Egli può essere ritenuto, a ragione, una delle luci della gloria fiorentina, avendo ridato splendore all’arte del dipingere che, per molti secoli, era rimasta sepolta sotto gli errori di alcuni, che dipingevano più per dilettare gli occhi degli ignoranti che per compiacere l’intelletto dei saggi: ed è ancora più meritevole perché ottenne la gloria con grandissima umiltà, rifiutando sempre di essere chiamato maestro. Tale titolo, anche se rifiutato, risplendeva in lui più di quanto fosse desiderato e ambito da tanti altri che sapevano meno di lui o dai suoi discepoli. Ma, sebbene la sua arte fosse grandissima, egli non era nel corpo e nell’aspetto più bello di messer Forese.

Ma, tornando alla novella, dico che messer Forese e Giotto avevano dei possedimenti nel Mugello; ed essendo messer Forese andato a vedere i suoi, nel periodo estivo in cui i tribunali sono in vacanza, mentre andava su un cattivo ronzino da nolo, incontrò il già citato Giotto, il quale, dopo aver visitato le sue terre, se ne tornava a Firenze.
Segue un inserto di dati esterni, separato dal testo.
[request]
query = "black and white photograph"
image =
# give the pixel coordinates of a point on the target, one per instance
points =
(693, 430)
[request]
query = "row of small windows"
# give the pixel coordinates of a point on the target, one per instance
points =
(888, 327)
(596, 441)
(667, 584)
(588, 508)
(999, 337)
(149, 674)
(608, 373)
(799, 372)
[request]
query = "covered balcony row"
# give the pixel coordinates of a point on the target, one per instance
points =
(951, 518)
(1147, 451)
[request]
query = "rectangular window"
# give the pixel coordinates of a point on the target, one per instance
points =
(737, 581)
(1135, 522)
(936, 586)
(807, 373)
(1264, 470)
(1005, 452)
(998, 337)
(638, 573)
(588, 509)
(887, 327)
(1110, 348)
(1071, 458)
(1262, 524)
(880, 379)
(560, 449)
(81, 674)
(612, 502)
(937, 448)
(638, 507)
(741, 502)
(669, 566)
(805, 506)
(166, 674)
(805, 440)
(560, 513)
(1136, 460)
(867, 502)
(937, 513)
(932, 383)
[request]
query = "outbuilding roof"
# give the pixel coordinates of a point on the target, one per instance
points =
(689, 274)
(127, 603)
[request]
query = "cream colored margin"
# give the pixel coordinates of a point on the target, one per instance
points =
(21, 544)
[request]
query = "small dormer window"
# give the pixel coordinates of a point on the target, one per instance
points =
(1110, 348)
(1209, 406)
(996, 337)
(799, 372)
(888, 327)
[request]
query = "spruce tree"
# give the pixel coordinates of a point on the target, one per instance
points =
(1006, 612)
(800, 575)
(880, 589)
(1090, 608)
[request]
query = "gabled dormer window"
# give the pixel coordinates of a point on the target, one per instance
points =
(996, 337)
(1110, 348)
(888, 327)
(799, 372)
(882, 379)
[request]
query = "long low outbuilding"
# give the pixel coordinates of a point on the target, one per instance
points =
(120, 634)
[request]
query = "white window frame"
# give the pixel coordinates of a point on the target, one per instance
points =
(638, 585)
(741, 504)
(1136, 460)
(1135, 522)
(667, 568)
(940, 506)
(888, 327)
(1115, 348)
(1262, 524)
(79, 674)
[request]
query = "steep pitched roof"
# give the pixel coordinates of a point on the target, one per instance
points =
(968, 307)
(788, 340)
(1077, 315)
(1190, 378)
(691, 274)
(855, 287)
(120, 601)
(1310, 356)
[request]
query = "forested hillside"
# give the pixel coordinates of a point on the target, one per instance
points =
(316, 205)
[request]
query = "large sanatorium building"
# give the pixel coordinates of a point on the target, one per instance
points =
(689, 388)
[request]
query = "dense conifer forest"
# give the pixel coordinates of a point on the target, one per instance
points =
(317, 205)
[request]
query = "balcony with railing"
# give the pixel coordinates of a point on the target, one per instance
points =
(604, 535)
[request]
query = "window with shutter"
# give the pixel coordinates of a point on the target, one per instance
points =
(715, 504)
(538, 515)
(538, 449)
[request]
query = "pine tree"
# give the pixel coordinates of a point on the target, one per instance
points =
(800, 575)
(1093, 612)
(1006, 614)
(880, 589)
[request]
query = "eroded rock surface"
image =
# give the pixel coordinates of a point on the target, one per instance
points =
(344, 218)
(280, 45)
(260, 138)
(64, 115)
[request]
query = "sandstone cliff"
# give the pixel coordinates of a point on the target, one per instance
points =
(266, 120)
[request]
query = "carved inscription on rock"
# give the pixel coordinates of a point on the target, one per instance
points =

Tutti e due, mal conciati, sia per la cavalcatura che nel vestire, come due vecchi tornarono insieme, facendosi compagnia.

Avvenne, come spesso vediamo accadere in estate, che un’improvvisa pioggia li colse di sorpresa; essi, più velocemente che poterono, si rifugiarono nella casa di un contadino loro amico e conoscente.

Dopo un certo tempo, poiché non smetteva di piovere e dovevano essere in giornata a Firenze, fattisi prestare dal contadino due mantellacci vecchi e due cappelli molto consumati, poiché di migliori non ce n’erano, cominciarono a camminare.

Dopo che ebbero camminato per un po’ e si furono inzuppati di fango per gli schizzi che i ronzini facevano con gli zoccoli, andando nelle pozzanghere (cosa che non accrebbe la loro rispettabilità), nel momento in cui il cielo si andava rischiarando, essi, che erano stati a lungo in silenzio, cominciarono a parlare.

Messer Forese, cavalcando e ascoltando Giotto, che era un ottimo conversatore, cominciò a guardare il maestro dal capo ai piedi, dappertutto e, vedendolo così brutto e malridotto, senza pensare al proprio aspetto, cominciò a ridere e disse:

«Giotto, tu pensi che, se, per caso, ci venisse incontro un forestiero che non ti avesse mai visto, crederebbe che tu sei il migliore pittore del mondo, come, in realtà, sei?».

E Giotto, prontamente, gli rispose:

«Messere, allora egli, guardando voi, potrebbe credere che sapete l’abicì?».

Udendo ciò messer Forese riconobbe il suo errore e si vide ripagato con la stessa moneta.

Adattamento da Giovanni Boccaccio, Decameron TEA, Torino, 1989

1. Forese da Rabatta: dotto giurista della prima metà del secolo XIV che rivestì diverse cariche pubbliche a Firenze.

2. Mugello: regione della Toscana settentrionale poco a nord di Firenze.

3. Carissime donne: protagonisti del Decameron sono alcuni giovani che per dieci giorni si trattengono fuori da Firenze per sfuggire alla peste nera. Per ingannare il tempo, essi, a turno, si raccontano delle novelle. Qui a parlare è Panfilo, che si rivolge al resto del gruppo.

4. Baronci: antica famiglia fiorentina i cui membri erano noti per la proverbiale bruttezza.

2

1

4

3

Giotto, Padova, Cappella degli Scrovegni.

Quattro scene dalle Storie di San Gioacchino e Sant’Anna e della Vita di Cristo:

1. Annuncio ad Anna, 1303-1305.

2. Incontro tra Gioacchino e Anna alla Porta Aurea, 1303-1305.

3. Tradimento di Giuda (o Cattura di Cristo), 1303-1305.

4. Compianto su Cristo morto, 1303-1305.

Rispondi sul quaderno alle seguenti domande.

 

1. Chi sono i personaggi del brano?

 

2. Quali caratteristiche hanno in comune tra loro?

A) Bassa statura e scarso ingegno.

B) Aspetto sgradevole e grande virtù.

C) Corporatura robusta e umiltà.

 

3. Sottolinea nel testo tutti i passaggi in cui Boccaccio descrive le caratteristiche della pittura di Giotto.

 

4. Che cosa differenzia, secondo lo scrittore, la pittura di Giotto da quella degli artisti precedenti?

 

5. Come si conclude la novella?

 

6. Qual è, secondo te, la morale della novella?